07/02/2011

Mie apprend à partager Moitié

Partir à deux pour un week-end  en amoureux et en revenir seule...
A priori, on dirait la fin tragique d'une tumultueuse histoire d'amour. À quelques jours de la Saint-Valentin en plus. Mais en fait, ça fait seulement partie des aléas de la vie de couple: apprendre à partager sa moitié.

Les occasions de partage varient. Par exemple, quand il y a un film d'action à la télé et que notre homme est complètement concentré, la bouche ouverte, les poings serrés, s'imaginant dans la peau du superhéros tentant de sauver la jeune fille tout en empêchant un conflit mondial sans trop abîmer sa Porsche décapotable, alors, on comprendra rapidement qu'un «Je fais de la lessive: as-tu quelque chose à laver?» ne parviendra pas à le sortir de sa torpeur. Le film gagne toujours.

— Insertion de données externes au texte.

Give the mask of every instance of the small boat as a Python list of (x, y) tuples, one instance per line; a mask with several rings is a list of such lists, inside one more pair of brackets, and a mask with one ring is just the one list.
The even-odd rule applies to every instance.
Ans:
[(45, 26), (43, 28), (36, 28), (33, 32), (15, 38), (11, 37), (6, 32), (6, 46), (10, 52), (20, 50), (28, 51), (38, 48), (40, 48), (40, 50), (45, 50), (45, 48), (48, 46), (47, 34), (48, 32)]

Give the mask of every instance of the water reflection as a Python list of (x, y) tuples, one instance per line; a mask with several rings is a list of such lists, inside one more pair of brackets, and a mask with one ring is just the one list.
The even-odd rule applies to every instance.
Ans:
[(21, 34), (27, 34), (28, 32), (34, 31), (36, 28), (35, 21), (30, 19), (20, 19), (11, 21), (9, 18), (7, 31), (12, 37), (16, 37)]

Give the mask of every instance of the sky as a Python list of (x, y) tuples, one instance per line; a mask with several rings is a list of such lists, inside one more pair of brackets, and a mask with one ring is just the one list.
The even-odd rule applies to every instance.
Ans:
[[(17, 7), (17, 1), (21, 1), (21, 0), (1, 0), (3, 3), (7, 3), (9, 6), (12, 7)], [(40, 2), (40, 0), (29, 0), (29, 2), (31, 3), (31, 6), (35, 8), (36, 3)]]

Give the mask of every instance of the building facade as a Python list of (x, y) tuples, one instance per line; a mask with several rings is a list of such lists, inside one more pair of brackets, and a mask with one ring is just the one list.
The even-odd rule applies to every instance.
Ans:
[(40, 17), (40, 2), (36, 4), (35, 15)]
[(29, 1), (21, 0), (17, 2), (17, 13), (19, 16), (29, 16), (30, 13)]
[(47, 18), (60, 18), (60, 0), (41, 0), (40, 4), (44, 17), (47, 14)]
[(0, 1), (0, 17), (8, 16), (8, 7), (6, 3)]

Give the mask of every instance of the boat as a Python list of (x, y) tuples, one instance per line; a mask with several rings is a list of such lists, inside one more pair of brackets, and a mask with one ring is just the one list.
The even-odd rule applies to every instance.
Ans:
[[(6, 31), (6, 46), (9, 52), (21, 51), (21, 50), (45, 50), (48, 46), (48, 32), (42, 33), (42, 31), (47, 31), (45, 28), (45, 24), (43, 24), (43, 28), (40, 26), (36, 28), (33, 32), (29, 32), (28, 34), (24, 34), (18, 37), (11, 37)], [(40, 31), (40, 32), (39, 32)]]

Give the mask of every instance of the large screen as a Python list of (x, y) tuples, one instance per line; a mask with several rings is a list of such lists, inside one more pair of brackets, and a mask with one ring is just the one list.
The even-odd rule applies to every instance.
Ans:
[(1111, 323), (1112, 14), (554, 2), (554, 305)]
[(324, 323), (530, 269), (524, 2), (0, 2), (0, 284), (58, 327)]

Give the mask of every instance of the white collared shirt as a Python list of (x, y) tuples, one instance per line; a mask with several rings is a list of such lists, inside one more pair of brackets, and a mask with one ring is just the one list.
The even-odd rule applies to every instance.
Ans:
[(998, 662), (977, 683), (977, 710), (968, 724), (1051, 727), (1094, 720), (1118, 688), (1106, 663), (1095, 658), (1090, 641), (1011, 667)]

De même que le match de hockey et la vidéo (plate!) sur YouTube.

Comme quand on était petite et qu'on apprenait à partager ses jouets, il faut apprendre à partager son homme en se disant qu'au moins, il n'a pas encore d'iPad et que, pour le moment, la chambre à coucher reste un endroit sacré où aucun superhéros (même pas le superbe bad boy Jason Statham du non moins navet Mécano), chanteur de hip hop (no comment) ou joueur de hockey (hmmm... dommage....) n'a sa place.

Mais parfois, il est plus difficile de partager l'Homme de sa vie. Par exemple, quand on a organisé un super week-end en amoureux dans une chic auberge avec repas 7 services, petit-déjeuner en tête à tête, patin au clair de lune et voyage en train, à la condition expresse que nous serions seuls au monde... et qu'un inattendu familial vient chambouler les plans de cette lune de miel. Nous devrons revenir à la maison sans notre compagnon de voyage.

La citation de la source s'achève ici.